Turkey can choose to “close the valves” on oil exports from Iraq’s Kurdish region through the Turkish port of Ceyhan, President Recep Tayyip Erdogan warned as Kurds voted Monday in a referendum on independence from Iraq.
The landlocked Kurdish enclave in northern Iraq can ship as much as 700,000 barrels a day through the pipeline to Ceyhan on the Mediterranean. The Turkish president’s comments served as a reminder that Iraq’s semi-autonomous Kurdistan Regional Government depends on good relations with neighboring Turkey for most of their oil sales and revenue. Turkey, which has its own restive Kurdish minority, opposes the Kurdish independence referendum in Iraq.
“Let’s see where the regional government will flow its oil, through which channels and where it will sell it,” Erdogan said in Istanbul on Monday. Turkey, which is both a customer and a conduit for Kurdish oil, is ready to intervene as it did in Syria, he said, referring to a cross-border military operation last year. “We may arrive one night, suddenly.”
Oil pumped at fields controlled by the KRG and the central Iraqi government’s North Oil Co. was flowing normally through the export pipeline on Monday, according to two people familiar with the matter, asking not to be identified because the information is confidential.
Iraq’s Kurdish enclave could hold 45 billion barrels of crude reserves, more than OPEC member Nigeria, according to KRG data. The region pumped about 544,600 barrels of oil a day in 2016 and is expected to boost output to 602,000 barrels this year, consultant Rystad Energy said in April. Last year’s production represented about 12 percent of the supply from Iraq, the second-biggest producer in the Organization of Petroleum Exporting Countries.
Disputed Oil
The referendum isn’t limited to the three Kurdish governorates, or provinces, of Iraq; people in the disputed, oil-rich area of Kirkuk are also participating in the poll. Iraq’s central government also condemned the KRG for including Kirkuk in its referendum and has threatened to retaliate.

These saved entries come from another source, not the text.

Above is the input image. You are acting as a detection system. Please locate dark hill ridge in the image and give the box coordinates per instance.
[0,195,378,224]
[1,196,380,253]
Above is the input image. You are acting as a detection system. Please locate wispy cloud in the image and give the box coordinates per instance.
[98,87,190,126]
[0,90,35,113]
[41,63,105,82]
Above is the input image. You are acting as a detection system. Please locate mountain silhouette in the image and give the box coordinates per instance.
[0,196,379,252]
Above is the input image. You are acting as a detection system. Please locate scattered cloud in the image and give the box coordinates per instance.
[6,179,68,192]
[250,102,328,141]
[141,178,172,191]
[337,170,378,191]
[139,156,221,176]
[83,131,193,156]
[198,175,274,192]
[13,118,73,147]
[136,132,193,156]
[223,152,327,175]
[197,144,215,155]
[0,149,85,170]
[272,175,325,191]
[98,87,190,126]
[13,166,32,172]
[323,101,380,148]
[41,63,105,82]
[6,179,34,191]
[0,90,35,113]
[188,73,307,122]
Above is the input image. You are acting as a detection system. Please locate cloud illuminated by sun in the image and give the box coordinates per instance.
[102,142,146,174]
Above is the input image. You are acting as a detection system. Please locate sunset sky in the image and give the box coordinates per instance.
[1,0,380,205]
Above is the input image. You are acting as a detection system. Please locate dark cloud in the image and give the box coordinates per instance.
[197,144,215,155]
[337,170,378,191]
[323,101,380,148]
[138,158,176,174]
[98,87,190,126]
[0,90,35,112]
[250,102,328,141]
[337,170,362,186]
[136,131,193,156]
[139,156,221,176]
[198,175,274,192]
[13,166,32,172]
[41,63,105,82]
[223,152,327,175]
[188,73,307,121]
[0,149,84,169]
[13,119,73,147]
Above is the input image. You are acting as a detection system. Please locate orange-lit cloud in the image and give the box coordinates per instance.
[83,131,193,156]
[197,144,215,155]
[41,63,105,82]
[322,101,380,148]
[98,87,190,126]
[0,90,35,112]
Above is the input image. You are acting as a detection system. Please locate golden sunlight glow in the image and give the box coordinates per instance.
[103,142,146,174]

Turkey and Iran, which also has a population of Kurds, have been among the most outspoken opponents of the referendum and were among the first to act. Iran’s Tasnim news agency reported that Iranian airspace bordering the Kurdish region had been closed at the request of Iraq’s government, and that the Iranian military was conducting exercises in frontier provinces.
The vote was “laying the ground for hot conflict,” Turkey’s Prime Minister Binali Yildirim said Monday. Turkey now considered the Iraqi government the sole counter party in its arrangement over oil exports to Turkey’s Mediterranean coast, he said.
Kurdish exports averaged 515,000 barrels a day last year, according to cargo tracking compiled by Bloomberg News. Shipments averaged 583,600 barrels a day year to date, the data show.
Turkey would shut border crossings with Iraq’s Kurdish region in both directions, Erdogan said, without specifying the timing of the closures or elaborating on whether they would apply to all goods and people.